Well, having spent considerable time writing and rewriting the damn
commit message, this is what I'm now using, which I think covers the
problem in sufficient detail.
>>>>>>
net: phy: fix phy_uses_state_machine()
The blamed commit changed the conditions which phylib uses to stop
and start the state machine in the suspend and resume paths, and
while improving it, has caused two issues.
The original code used this test:
phydev->attached_dev && phydev->adjust_link
and if true, the paths would handle the PHY state machine. This test
evaluates true for normal drivers that are using phylib directly
while the PHY is attached to the network device, but false in all
other cases, which include the following cases:
- when the PHY has never been attached to a network device.
- when the PHY has been detached from a network device (as phy_detach()

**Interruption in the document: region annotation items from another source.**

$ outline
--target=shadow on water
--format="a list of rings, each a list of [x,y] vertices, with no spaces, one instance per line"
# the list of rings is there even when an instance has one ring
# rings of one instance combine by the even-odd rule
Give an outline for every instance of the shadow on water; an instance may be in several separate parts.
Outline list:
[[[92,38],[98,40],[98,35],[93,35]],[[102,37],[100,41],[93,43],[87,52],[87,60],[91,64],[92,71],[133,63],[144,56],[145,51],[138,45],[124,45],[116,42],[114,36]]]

sets phydev->attached_dev to NULL, phy_disconnect() calls
phy_detach() and additionally sets phydev->adjust_link NULL.)
- when phylink is using the driver (as phydev->adjust_link is NULL.)
Only the third case was incorrect, and the blamed commit attempted to
fix this by changing this test to (simplified for brevity, see
phy_uses_state_machine()):
phydev->phy_link_change == phy_link_change ?
phydev->attached_dev && phydev->adjust_link : true
However, this also incorrectly evaluates true in the first two cases.
Fix the first case by ensuring that phy_uses_state_machine() returns
false when phydev->phy_link_change is NULL.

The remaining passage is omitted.